Coinbase crushes Q2 expectations, notes Q3 trading volume is trending lower

After the bell today, Coinbase reported another period of impressive results in its second quarter earnings report. During the quarter, Coinbase’s total revenue reached $2.23 billion, which helped the company generate net income of $1.61 billion in the three-month period. The company benefited from a one-time line item worth $737.5 million, which stemmed from what […]

After the bell today, Coinbase reported another period of impressive results in its second quarter earnings report.

During the quarter, Coinbase’s total revenue reached $2.23 billion, which helped the company generate net income of $1.61 billion in the three-month period. The company benefited from a one-time line item worth $737.5 million, which stemmed from what Coinbase described as a “tax benefit” from its direct listing earlier the quarter.

This puts us in the odd position of leaning more heavily on the company’s adjusted EBITDA metric, a figure that we usually discount, rather than the stricter net income result. This quarter the adjusted metric is actually a bit clearer regarding the company’s regular profitability. Coinbase posted adjusted EBITDA of $1.1 billion in the period.

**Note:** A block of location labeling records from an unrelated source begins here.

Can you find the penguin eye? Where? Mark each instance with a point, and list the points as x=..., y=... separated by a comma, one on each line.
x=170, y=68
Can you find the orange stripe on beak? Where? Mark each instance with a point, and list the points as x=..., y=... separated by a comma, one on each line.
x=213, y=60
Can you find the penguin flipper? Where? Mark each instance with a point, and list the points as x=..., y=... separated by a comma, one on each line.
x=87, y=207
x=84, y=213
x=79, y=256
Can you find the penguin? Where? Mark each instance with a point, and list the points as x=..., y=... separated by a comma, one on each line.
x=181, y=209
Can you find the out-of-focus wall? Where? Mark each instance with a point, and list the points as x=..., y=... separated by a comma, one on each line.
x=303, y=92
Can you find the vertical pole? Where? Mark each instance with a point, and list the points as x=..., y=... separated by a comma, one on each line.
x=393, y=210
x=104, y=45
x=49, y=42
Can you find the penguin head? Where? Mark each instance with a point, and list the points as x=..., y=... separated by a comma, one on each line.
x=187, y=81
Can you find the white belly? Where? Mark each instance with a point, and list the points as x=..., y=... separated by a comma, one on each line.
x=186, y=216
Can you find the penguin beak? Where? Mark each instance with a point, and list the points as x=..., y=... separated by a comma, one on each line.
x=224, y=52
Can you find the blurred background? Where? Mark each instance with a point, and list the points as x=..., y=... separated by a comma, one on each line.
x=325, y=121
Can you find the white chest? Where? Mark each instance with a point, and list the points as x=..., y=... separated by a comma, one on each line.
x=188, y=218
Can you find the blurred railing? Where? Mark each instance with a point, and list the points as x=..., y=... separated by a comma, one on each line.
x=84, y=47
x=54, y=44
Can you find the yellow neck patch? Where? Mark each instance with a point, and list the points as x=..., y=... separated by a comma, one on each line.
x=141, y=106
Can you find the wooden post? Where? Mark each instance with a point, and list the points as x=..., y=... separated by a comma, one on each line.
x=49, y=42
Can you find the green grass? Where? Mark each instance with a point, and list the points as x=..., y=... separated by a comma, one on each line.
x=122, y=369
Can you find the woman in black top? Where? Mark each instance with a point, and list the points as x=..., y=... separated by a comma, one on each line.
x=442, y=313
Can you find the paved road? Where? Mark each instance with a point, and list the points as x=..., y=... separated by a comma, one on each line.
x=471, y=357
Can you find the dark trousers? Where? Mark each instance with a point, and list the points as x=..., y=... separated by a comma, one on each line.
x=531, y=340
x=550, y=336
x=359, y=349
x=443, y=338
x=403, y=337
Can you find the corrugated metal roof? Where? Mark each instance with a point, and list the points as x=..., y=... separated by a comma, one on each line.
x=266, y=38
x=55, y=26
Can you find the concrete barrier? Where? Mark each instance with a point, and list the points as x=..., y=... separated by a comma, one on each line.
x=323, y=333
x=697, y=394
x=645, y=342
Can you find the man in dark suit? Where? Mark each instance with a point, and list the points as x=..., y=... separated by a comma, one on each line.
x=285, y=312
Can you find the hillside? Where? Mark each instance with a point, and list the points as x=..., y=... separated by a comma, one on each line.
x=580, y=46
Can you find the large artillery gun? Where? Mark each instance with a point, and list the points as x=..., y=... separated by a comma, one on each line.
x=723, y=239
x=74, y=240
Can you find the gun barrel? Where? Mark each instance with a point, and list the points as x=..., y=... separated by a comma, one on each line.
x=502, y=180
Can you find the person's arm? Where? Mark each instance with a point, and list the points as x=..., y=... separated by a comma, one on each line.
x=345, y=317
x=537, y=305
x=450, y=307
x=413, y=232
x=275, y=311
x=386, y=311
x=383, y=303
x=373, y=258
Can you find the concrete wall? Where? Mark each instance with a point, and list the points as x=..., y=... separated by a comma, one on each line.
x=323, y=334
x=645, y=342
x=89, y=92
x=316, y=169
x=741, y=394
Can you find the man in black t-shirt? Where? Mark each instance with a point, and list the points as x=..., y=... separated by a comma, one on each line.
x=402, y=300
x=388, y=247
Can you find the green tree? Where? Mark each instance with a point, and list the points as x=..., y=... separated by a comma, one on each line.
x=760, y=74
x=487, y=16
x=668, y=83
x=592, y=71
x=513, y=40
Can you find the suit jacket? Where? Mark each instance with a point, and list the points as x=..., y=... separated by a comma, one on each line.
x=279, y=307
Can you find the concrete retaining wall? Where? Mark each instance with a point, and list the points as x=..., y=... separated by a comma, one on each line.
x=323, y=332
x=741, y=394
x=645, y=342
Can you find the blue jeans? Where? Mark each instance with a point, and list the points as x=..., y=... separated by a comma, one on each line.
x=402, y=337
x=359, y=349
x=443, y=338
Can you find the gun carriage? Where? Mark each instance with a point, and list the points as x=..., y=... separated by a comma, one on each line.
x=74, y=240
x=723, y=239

The company easily bested expectations, with the market expecting revenues of just $1.85 billion, and adjusted EBITDA of $961.5 million, per Yahoo Finance.

Everyone wants to fund the next Coinbase

All that’s well and good, but the company provided a fascinating set of data for us to peruse that may help us better understand where the crypto economy stands today. Let’s get into the details.

Trading volume

There are two datasets from Coinbase’s Q2 that we need. The first deals with monthly transacting users, and overall trading volume:

Seeing Coinbase continue to add MTUs in the second quarter was impressive, as was the company’s Q2 trading volume result in light of the falling platform asset figure. Quite simply, Coinbase managed to accrete trading volume despite generally falling crypto prices over the time period in question.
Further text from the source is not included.